今日は午後から行われた、谷口台小PTA主催による生きもの教室へ行ってきました。児童120名と保護者を合わせて約200名の参加者!会場の体育館は熱気むんむんでした。
昆虫の体のつくりについて秋山からスライドでお話しした後、昨年、当館で写真展を開催した生きものカメラマンの松橋利光さんによるスライドクイズ「どこにいるかな?」です。

画面の中に潜んでいる生きものたちを当てるクイズです。野生の生きものたちが自然の風景に溶け込む美しい写真ばかり。子どもさんたちもおおいに楽しんでくれました。
壁には昨年の写真展で作成した松橋さんの作品パネルが。「私はこれが好き」「私はこっちの方が好き」など写真を見ながらあれこれおしゃべりしている後ろ姿を見て、なんとも言えず幸せな気分になりました。

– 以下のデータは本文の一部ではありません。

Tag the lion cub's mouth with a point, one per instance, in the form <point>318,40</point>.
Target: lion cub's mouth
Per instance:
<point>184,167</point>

後半は、生きものの持ち方教室です。ペットショップ「蛙葉堂」さんのご厚意で、ふつうではちょっとお目にかかることすらできないようなのも含め、いろいろな生きものと触れあう特設コーナーが登場しました。
ただ、人数があまりにも多くておおわらわ。写真はありません。登場した動物たちのごく一部を・・
ハリモグラのなかまのヒメハリテンレックです。

コーンスネーク。おとなしく美しいヘビです。

イエアメガエル。こちらも置物のようにおとなしくて美しいカエルです。

どう持てば動物たちが落ち着くのか、動物がいやがることはどんなことかを想像してもらいながら、正しい持ち方で持ってもらいました。
こうした体験によって、生きものたちとの心の距離が縮まればいいなと思います。